Excellent question! PCIe is currently faster than Ethernet— this article lists the highest speed of PCIe as 15.8G/s across 16 lanes, with faster speeds expected into the future—but the two have similar road maps into the future speed wise. In 2018, PCIe 4 is expected, which will run 31.5 GBytes/second; Ethernet, on the other hand, expects 400Gbits/second, or about 50Gbytes/second. The road maps are similar enough that speed will likely only be a short term advantage on either side of the equation.
However, PCIe runs on parallel lanes, which means it must be very difficult to build a switch for the technology. The simplest way to build such a switch would be to pull the signals off the 16 different lanes, serialize them into a single packet of some sort, and then push them back out into 16 lanes again (potentially in different order/etc.).
So why should composable systems use something like PCIe, rather than using 100g Ethernet? After all, the Ethernet NIC is essentially doing precisely what a PCIe switch would need to do by pulling the data off a PCIe bus, serializing the data, and sending it over a network to a switch, which can, with the right design, already switch these packets back to another NIC at line rate. And line rate is some 6+ times faster.

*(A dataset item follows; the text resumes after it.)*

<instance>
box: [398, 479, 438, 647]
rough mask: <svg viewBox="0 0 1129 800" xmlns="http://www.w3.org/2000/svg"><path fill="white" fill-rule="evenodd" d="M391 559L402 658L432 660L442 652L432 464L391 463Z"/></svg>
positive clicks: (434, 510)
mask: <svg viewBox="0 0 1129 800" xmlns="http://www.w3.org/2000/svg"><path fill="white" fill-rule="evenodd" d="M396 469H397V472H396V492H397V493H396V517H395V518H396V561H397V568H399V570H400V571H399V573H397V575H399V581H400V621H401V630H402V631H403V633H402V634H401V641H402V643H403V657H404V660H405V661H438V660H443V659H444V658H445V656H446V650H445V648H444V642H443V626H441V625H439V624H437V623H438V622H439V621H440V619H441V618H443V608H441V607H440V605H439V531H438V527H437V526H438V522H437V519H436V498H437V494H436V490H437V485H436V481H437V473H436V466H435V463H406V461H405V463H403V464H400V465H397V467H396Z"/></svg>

While I am certainly not privy to vendor discussions around such decisions, I can imagine a line of argument that would be persuasive. Specifically, the argument would be based on the idea that less is more.
Assume you wanted to build a composable system much like the one Liqid is building, using Ethernet as the primary fabric. You would need to build the sort of thing shown in the illustration below.
The goal here is to be able to attach either processor, CPU1 or CPU2, to any set of storage and network devices. If you build such a system out of Ethernet, you must have one of two things: each component with an Ethernet interface, or some sort of fabric side NIC, along with the appropriate processing power (probably just a small CPU), and the correct PCIe chipset, to the PCIe command set into some form transportable through Ethernet. Ultimately, the processor must somehow believe that the selected SSD (storage) and NIC (network interface) are directly connected through its local PCIe bus, including interrupt handling, parallel transfer, etc., for applications designed to run on a more traditional “non-composable” system to run on this sort of composable system.
In designing such a device, the question would come down to this: is it easier to extend PCIe to support switching, and longer runs, or is it easier to design an entire protocol to (effectively) run PCIe over Ethernet? There are valid arguments for both answer, I think—but this is the essential question that must be asked, and answered.
In this case, the less is more argument is that it is easier to live with the lower bandwidth PCIe bus, figuring out how to build a PCIe switch, and figuring out to transport PCIe over longer distances, than it would be to build PCIe over Ethernet, with all that would potentially entail.
This, I think, is the reason for building such a composable system in this way.